# Giesemann T5 HO Bulbs



## blurry (May 10, 2010)

I have heard that the Aquaflora bulbs will bring out the red in your plants, but has anyone ever used their Aqua Pink bulbs? Their suppose to bring even a brighter color of red / pink out of your plants. Anyone know if its true or not?

Bulbs link : 39W Powerchrome T5 Fluorescent Bulb - Aquaflora (36 Inch)
39W Powerchrome T5 Fluorescent Bulb - Aqua Pink (36 Inch)


----------



## CRS Fan (Apr 21, 2010)

I get good reds with ANY of their bulbs (mind you.... I've only used their Midday and Aquaflora bulbs).

Best regards,

Stuart


----------



## blurry (May 10, 2010)

Has anyone tried their pink before?


----------



## dwarf_puffer (Apr 25, 2010)

Honestly the aquaflora is even too red for me.
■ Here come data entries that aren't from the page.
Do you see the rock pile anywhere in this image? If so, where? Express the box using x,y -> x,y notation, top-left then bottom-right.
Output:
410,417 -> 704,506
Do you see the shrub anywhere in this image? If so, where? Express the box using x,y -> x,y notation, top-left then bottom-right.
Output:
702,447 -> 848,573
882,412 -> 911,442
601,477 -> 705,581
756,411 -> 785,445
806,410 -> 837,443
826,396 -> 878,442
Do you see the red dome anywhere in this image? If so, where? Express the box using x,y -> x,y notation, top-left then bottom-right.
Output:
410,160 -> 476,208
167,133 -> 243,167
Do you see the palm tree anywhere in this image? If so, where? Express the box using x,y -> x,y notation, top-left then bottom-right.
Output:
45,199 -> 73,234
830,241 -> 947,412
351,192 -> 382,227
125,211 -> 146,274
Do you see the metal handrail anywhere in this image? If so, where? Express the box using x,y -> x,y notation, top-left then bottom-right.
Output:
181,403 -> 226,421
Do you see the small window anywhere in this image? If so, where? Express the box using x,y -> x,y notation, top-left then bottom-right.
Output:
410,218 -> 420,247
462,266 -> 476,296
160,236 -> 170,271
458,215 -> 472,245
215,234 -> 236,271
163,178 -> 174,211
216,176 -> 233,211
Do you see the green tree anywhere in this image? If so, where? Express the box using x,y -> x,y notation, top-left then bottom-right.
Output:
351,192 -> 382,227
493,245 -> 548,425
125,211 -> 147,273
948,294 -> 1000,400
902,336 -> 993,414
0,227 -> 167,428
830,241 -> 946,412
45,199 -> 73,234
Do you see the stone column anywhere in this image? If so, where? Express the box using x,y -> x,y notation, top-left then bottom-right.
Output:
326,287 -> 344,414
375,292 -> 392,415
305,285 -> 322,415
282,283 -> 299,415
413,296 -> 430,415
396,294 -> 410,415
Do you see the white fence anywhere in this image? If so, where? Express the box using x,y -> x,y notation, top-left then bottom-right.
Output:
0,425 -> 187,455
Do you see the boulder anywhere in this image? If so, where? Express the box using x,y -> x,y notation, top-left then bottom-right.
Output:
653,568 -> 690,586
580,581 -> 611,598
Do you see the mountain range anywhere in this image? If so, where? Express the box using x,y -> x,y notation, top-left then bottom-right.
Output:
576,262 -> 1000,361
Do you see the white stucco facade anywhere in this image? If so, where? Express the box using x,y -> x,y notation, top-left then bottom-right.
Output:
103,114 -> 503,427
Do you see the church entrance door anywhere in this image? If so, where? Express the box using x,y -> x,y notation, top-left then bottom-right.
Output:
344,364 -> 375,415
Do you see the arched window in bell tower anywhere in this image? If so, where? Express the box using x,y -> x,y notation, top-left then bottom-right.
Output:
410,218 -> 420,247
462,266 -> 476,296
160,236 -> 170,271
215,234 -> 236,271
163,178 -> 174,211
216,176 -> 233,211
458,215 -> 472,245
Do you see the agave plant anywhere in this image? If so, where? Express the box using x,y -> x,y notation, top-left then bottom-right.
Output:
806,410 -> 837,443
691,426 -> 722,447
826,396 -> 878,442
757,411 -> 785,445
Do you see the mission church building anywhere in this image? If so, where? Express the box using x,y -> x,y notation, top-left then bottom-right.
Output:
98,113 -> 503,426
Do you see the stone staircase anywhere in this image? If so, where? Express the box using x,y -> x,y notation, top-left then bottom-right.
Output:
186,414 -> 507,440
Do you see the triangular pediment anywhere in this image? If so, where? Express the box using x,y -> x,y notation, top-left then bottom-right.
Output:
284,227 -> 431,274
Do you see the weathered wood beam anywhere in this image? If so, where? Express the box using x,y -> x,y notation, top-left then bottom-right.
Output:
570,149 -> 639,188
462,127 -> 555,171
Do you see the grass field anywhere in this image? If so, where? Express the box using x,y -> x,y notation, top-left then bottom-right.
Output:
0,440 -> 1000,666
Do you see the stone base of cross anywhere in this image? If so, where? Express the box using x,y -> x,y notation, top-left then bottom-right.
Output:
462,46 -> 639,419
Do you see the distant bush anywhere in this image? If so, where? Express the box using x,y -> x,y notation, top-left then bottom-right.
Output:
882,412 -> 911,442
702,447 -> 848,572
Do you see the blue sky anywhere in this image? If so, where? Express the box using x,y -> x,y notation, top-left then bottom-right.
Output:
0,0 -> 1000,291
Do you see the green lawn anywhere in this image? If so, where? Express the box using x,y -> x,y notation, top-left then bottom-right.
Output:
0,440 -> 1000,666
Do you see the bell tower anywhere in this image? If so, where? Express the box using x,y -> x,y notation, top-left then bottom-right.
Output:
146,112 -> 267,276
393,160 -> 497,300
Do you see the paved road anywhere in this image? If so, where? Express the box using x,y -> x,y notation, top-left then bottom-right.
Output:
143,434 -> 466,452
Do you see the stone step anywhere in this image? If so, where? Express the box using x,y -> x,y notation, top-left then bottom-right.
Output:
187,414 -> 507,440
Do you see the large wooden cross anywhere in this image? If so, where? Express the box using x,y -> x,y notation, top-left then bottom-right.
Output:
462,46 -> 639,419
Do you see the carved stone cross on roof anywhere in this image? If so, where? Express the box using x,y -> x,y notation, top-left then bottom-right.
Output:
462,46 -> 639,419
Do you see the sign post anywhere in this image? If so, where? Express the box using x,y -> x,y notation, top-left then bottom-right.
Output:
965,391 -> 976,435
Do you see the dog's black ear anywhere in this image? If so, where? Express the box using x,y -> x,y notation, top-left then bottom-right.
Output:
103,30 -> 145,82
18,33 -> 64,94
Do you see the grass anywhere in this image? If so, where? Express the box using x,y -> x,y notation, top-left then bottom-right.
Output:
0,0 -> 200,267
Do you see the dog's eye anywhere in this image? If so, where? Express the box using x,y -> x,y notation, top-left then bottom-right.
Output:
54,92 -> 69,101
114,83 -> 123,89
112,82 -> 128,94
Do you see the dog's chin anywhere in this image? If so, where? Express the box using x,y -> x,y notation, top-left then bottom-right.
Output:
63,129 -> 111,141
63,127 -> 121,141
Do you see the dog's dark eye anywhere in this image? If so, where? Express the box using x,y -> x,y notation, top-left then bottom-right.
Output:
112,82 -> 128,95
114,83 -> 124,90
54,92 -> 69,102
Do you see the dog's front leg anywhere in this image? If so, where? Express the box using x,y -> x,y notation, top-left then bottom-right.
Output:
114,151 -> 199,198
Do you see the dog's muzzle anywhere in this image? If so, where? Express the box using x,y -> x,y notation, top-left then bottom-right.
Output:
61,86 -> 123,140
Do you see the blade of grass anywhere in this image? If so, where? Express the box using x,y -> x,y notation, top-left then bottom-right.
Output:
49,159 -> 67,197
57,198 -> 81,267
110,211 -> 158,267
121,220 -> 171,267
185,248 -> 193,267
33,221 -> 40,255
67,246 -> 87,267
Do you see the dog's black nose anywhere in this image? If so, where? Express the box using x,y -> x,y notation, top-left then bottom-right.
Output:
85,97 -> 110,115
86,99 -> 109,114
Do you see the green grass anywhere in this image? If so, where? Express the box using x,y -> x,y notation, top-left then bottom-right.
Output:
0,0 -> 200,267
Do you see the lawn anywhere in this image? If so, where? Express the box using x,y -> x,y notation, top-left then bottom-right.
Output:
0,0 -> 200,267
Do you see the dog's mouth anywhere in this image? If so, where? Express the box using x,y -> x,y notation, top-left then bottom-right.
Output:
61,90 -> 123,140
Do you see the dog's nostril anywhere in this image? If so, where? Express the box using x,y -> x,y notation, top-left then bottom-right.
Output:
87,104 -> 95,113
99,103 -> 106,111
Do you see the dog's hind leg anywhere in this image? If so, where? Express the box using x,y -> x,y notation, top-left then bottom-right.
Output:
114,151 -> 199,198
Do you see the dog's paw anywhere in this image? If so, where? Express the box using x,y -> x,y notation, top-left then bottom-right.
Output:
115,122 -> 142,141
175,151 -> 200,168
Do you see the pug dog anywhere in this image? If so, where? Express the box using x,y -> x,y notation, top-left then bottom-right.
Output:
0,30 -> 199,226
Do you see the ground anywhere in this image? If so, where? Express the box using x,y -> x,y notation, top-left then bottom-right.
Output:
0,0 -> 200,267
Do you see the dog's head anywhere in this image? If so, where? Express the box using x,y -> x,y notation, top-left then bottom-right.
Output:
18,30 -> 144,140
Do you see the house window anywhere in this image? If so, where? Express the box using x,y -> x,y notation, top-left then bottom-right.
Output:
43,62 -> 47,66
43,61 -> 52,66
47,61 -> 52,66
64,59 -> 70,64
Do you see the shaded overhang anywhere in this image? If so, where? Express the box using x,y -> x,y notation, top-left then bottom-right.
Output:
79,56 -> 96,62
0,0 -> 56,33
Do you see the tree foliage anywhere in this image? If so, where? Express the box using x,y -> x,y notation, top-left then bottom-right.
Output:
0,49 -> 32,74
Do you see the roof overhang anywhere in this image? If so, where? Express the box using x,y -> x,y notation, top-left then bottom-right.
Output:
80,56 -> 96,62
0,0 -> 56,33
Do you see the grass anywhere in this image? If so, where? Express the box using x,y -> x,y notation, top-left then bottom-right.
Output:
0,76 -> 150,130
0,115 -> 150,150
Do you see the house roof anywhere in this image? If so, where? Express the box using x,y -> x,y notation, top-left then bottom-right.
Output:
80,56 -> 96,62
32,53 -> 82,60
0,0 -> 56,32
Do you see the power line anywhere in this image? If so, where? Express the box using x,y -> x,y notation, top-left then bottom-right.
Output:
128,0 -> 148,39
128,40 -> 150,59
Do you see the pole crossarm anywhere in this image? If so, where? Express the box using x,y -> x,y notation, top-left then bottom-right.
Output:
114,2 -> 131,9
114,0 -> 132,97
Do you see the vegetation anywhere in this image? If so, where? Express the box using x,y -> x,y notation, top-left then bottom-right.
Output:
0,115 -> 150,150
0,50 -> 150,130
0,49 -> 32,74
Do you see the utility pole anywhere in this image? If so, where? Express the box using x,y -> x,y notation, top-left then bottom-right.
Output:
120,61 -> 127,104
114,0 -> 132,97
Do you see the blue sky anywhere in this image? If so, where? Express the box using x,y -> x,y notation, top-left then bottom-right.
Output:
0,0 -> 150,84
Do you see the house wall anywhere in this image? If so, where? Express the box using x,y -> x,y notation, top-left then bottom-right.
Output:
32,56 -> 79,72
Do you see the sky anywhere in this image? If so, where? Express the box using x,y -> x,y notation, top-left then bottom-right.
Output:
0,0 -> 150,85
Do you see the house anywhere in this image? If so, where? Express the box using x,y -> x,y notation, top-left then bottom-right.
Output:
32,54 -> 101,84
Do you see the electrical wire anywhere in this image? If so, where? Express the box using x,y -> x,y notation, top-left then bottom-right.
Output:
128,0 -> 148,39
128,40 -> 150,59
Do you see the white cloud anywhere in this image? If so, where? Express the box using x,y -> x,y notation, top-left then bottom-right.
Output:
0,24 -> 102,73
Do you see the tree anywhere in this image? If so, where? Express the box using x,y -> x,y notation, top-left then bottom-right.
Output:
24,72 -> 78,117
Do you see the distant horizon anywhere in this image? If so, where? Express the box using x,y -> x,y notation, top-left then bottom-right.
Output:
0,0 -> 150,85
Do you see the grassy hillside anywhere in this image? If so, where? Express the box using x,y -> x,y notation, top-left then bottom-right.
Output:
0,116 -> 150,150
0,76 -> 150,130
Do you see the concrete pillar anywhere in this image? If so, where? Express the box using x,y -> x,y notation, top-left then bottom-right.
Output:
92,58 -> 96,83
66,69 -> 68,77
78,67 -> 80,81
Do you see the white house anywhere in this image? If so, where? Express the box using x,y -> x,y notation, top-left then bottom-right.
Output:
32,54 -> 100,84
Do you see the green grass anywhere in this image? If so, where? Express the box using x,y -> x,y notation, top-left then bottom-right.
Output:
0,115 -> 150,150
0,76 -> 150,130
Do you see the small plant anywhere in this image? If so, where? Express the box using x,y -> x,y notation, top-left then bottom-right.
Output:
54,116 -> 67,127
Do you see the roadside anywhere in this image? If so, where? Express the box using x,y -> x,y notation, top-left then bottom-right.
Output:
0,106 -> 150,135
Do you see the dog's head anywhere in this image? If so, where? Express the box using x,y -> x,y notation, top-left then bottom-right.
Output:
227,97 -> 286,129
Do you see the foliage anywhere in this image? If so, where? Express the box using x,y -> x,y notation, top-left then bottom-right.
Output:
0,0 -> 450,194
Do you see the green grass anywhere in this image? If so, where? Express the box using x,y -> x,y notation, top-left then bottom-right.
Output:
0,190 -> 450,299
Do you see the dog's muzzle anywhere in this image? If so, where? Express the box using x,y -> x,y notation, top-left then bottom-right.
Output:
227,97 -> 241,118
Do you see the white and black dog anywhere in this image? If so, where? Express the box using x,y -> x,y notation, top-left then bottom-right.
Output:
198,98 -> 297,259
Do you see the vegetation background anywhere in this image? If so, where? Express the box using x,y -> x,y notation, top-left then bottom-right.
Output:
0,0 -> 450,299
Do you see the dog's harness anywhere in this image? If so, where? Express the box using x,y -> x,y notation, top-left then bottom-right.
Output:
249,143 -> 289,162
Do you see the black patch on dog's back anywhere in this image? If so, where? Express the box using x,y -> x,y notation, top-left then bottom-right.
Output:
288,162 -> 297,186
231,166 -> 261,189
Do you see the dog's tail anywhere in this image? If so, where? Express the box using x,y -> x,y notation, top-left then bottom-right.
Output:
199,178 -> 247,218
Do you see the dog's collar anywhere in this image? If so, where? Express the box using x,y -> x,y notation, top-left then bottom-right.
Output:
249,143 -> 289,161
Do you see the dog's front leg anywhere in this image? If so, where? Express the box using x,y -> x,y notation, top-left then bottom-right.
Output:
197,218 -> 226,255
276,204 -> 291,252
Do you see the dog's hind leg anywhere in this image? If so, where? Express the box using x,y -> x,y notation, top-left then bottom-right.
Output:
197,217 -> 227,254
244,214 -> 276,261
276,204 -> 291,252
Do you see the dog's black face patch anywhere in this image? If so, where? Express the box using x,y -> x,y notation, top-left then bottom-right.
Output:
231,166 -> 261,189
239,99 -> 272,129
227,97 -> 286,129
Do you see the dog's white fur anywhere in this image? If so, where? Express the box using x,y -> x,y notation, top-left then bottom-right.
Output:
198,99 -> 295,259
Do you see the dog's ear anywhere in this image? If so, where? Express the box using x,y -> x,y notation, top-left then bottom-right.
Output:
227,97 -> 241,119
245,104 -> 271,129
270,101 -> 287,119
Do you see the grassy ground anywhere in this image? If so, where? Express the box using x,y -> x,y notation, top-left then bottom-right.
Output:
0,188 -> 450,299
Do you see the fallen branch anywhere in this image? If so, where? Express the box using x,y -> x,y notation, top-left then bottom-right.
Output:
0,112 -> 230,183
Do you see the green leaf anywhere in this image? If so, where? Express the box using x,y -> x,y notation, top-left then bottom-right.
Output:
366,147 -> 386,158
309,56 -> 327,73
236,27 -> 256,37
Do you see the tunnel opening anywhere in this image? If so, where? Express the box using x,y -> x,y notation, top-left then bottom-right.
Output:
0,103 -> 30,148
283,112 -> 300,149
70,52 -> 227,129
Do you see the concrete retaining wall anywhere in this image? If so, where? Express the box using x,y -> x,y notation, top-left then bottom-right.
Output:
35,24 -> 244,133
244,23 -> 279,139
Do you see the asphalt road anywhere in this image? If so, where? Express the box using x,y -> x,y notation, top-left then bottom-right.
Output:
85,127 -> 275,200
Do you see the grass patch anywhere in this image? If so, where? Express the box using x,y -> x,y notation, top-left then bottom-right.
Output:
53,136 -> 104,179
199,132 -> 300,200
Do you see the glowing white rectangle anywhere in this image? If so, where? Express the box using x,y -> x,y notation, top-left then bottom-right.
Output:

Im currently running one aquaflora mixed with a lagoon blue and two middays and my plants are growing at a lightning speed and more red than I've ever seen. The combination of the aquaflora and the lagoon blue is a really nice color combo. I find with when I turn my middays on its almost too bright.


----------



## Reckon (Jul 25, 2012)

I'm running 1 UVL Red Sun bulb in my 4 bulb Tek fixture. It's pretty red, almost too much actually, but it definitely brings out the reds in plants! You have see in my journal.


----------



## gouedi (Apr 25, 2010)

you can try LUMILUX DE LUXE T5 HO 965 series from Osram, more than 90 color rendering index Ra. only one cons side is...you have to get in from US, online.


----------